Soft Skills: Excellent communication skills, both written and verbal, with the ability to explain complex technical concepts clearly.
Experience: 4+ years of related experience in customer-facing support, post-sales or consulting roles, focusing on assistance provided during mission-critical production systems.
Collaboration: Willingness to work with customers to understand their use cases, identify pain points, solid root cause analysis (RCA), and deliver tailored solutions within the agreed service levels.
Act as a designated or dedicated engineer for specific customers. Must be willing to work flexible shifts. Participate in a rotational weekend on-call roster for critical support needs. This involves building long-term successful relationships with customers and leading weekly status calls on customer sites.
We’re looking for someone who can:
You will use your expertise to improve the reliability and performance of Hadoop Data lake clusters and data management services.

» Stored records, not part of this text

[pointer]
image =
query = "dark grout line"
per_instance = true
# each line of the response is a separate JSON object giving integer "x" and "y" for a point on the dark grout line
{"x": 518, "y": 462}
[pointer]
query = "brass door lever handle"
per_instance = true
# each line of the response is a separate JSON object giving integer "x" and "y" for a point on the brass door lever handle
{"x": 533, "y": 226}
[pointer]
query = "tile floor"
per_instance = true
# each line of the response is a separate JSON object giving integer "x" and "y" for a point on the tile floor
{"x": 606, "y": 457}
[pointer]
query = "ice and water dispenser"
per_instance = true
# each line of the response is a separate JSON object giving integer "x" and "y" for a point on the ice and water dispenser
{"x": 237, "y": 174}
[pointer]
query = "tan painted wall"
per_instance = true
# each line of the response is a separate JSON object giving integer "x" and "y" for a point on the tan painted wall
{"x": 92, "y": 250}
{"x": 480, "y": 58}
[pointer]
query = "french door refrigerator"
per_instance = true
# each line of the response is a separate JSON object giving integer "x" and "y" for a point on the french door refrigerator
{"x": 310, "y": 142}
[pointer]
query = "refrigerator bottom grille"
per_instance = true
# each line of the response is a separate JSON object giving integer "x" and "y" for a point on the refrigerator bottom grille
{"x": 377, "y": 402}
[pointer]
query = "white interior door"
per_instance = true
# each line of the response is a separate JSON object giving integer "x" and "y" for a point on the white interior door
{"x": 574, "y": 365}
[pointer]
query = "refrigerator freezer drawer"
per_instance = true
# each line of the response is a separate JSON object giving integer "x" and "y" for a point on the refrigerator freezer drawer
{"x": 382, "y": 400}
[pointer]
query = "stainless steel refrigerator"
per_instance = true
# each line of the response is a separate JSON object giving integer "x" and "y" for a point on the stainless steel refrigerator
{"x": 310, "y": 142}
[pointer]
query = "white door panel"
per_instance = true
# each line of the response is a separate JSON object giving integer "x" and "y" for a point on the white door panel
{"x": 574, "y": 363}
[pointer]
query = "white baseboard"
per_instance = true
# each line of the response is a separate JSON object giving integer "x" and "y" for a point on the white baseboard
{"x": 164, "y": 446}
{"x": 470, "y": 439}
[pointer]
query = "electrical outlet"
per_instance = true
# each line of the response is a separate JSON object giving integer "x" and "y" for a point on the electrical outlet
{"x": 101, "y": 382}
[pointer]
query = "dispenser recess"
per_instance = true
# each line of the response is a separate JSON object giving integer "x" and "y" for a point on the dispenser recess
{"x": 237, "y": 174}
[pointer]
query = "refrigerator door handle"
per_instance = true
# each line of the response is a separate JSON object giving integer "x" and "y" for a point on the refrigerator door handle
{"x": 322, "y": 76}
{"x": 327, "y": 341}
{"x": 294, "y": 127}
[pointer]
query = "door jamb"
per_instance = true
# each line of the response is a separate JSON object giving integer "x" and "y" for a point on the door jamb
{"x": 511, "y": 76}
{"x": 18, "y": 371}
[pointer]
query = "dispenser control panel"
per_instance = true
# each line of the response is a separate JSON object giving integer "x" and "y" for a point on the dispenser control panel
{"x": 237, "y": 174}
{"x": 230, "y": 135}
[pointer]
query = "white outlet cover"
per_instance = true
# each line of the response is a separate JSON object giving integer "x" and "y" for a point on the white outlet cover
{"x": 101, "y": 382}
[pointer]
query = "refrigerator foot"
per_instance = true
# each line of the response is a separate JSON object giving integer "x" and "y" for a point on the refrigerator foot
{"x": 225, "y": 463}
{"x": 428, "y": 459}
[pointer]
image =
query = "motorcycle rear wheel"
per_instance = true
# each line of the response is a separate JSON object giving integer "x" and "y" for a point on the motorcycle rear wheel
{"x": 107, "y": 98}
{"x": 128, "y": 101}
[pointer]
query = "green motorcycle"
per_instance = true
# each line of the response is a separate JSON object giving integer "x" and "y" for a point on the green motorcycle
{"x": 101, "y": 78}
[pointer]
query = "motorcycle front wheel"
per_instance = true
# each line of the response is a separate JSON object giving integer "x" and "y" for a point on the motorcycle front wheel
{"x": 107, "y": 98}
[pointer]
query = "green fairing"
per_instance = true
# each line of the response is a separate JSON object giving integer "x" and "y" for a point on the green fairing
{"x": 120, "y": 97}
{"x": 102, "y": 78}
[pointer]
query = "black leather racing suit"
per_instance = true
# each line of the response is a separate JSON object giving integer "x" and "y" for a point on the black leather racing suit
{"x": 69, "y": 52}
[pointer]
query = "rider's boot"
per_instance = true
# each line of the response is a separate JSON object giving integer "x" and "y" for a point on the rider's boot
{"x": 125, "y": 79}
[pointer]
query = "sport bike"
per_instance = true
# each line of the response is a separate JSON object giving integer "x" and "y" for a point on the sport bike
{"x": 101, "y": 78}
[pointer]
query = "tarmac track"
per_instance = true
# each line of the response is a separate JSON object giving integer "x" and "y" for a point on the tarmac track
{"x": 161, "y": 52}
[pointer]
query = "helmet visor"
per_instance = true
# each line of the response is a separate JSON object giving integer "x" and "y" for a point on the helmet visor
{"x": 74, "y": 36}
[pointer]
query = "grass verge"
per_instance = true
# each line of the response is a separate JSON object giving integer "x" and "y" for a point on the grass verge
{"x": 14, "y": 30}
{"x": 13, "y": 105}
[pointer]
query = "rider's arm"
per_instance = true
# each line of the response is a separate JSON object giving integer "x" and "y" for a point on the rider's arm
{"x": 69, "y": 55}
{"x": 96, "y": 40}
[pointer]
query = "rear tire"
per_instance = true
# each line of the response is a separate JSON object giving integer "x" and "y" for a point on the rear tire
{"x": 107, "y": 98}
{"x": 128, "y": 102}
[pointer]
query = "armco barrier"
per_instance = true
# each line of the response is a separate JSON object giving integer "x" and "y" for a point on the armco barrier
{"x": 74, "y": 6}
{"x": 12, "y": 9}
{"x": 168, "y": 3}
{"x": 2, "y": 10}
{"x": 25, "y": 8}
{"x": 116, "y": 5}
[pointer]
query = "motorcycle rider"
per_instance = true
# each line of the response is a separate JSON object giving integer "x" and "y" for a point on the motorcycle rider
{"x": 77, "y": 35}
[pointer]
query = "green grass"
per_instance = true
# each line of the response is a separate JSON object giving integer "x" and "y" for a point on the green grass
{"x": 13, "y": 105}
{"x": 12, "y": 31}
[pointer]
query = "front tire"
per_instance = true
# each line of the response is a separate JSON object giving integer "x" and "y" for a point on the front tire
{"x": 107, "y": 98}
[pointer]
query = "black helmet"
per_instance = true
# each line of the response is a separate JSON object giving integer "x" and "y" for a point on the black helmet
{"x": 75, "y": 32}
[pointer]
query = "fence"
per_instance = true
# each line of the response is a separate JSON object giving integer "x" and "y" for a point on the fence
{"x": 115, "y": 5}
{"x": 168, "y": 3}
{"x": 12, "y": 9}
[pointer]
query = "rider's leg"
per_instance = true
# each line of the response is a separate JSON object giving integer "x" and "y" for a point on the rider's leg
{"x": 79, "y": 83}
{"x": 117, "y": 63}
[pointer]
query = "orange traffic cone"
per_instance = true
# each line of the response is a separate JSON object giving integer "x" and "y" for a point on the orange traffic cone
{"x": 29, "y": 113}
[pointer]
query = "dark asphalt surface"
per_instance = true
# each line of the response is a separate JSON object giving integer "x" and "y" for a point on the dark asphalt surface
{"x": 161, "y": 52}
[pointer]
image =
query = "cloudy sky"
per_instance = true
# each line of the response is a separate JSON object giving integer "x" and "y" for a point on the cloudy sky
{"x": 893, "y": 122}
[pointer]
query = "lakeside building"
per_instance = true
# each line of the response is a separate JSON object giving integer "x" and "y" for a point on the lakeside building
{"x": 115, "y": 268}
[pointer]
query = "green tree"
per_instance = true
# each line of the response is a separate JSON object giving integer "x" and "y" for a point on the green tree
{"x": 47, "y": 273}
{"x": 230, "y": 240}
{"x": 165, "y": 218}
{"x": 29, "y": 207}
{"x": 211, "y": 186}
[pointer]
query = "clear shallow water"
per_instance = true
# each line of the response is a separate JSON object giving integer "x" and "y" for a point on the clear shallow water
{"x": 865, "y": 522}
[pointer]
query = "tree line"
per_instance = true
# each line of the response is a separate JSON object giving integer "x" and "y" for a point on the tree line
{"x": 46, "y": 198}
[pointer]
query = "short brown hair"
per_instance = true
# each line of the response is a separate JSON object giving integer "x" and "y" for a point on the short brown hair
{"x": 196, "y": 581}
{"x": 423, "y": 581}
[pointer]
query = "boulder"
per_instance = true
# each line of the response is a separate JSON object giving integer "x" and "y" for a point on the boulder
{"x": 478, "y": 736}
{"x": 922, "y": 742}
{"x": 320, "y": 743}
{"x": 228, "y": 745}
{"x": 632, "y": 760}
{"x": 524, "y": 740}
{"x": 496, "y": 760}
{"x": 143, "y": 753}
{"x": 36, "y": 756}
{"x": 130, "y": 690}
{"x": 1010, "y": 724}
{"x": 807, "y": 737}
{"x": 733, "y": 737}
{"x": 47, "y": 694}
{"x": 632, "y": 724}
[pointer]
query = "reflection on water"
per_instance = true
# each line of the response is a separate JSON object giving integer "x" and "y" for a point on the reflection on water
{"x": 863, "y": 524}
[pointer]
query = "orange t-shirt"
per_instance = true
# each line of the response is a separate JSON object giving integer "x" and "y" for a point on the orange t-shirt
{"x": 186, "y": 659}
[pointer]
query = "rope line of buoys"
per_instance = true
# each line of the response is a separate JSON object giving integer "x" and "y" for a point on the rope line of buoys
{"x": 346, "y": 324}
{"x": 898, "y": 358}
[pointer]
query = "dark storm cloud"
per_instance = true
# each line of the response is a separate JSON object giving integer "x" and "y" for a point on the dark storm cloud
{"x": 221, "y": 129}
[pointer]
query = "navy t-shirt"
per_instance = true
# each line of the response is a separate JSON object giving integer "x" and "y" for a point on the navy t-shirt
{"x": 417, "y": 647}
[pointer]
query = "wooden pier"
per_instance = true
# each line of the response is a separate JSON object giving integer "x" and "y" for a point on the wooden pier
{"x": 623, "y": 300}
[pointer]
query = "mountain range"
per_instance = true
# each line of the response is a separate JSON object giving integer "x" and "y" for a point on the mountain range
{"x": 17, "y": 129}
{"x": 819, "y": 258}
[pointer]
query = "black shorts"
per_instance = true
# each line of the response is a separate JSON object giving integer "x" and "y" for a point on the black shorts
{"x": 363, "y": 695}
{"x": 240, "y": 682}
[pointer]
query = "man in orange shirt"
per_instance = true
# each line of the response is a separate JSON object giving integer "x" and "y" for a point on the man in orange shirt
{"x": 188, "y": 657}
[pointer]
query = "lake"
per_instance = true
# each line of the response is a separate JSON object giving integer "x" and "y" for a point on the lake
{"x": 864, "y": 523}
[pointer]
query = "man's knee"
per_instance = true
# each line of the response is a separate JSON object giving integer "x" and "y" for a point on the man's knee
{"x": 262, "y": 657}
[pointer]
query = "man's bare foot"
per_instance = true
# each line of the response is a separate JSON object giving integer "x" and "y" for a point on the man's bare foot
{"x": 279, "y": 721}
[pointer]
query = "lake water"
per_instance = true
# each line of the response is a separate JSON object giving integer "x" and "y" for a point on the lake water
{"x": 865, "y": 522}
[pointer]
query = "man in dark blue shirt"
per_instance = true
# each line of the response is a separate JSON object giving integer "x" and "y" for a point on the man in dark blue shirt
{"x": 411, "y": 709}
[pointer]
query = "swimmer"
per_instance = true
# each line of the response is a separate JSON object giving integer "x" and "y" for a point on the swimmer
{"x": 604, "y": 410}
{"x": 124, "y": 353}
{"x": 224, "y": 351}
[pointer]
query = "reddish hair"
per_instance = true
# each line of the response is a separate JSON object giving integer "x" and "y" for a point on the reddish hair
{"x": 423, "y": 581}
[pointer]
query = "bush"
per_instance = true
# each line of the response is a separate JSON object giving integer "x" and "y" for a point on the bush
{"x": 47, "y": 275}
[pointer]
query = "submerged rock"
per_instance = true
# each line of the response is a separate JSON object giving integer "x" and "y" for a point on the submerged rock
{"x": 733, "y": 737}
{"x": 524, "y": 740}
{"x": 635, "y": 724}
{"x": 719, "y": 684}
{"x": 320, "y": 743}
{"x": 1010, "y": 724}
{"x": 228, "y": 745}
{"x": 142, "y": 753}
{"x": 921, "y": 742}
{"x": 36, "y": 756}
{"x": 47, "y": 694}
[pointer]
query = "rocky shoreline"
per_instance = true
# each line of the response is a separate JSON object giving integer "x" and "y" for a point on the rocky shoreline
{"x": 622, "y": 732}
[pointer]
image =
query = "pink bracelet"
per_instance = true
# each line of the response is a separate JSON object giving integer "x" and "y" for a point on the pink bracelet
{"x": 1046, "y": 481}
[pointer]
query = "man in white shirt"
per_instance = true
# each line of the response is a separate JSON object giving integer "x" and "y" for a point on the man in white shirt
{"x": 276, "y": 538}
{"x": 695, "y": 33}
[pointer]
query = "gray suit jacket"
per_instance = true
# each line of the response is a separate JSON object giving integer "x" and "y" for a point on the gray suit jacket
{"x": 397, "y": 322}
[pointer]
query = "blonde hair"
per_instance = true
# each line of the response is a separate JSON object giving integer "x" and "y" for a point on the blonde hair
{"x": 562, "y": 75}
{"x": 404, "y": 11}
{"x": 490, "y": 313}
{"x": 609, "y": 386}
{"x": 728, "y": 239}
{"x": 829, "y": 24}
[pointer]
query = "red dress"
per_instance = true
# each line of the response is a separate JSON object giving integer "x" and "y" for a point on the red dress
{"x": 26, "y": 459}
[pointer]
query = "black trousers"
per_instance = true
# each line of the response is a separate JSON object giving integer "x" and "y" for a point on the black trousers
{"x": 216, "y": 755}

Just as our products, our SREs are expected to be platform and vendor-agnostic when it comes to implementing, stabilizing, and tuning Hadoop ecosystems.
Our Site reliability engineers work on improving the availability, scalability, performance, and reliability of enterprise production services for our products as well as our customer’s data lake environments.
You’d be required to provide implementation guidance, best practices framework, and technical thought leadership to our customers for their Hadoop Data Lake implementation and migration initiatives.
You need to be 100% hands-on and, as required, test, monitor, administer, and operate multiple Data lake clusters across data centres.
Troubleshoot issues across the entire stack - hardware, software, application, and network.
Dive into problems with an eye to both immediate remediations as well as the follow-through changes and automation that will prevent future occurrences.
Must demonstrate exceptional troubleshooting and strong architectural skills and clearly and effectively describe this in both a verbal and written format.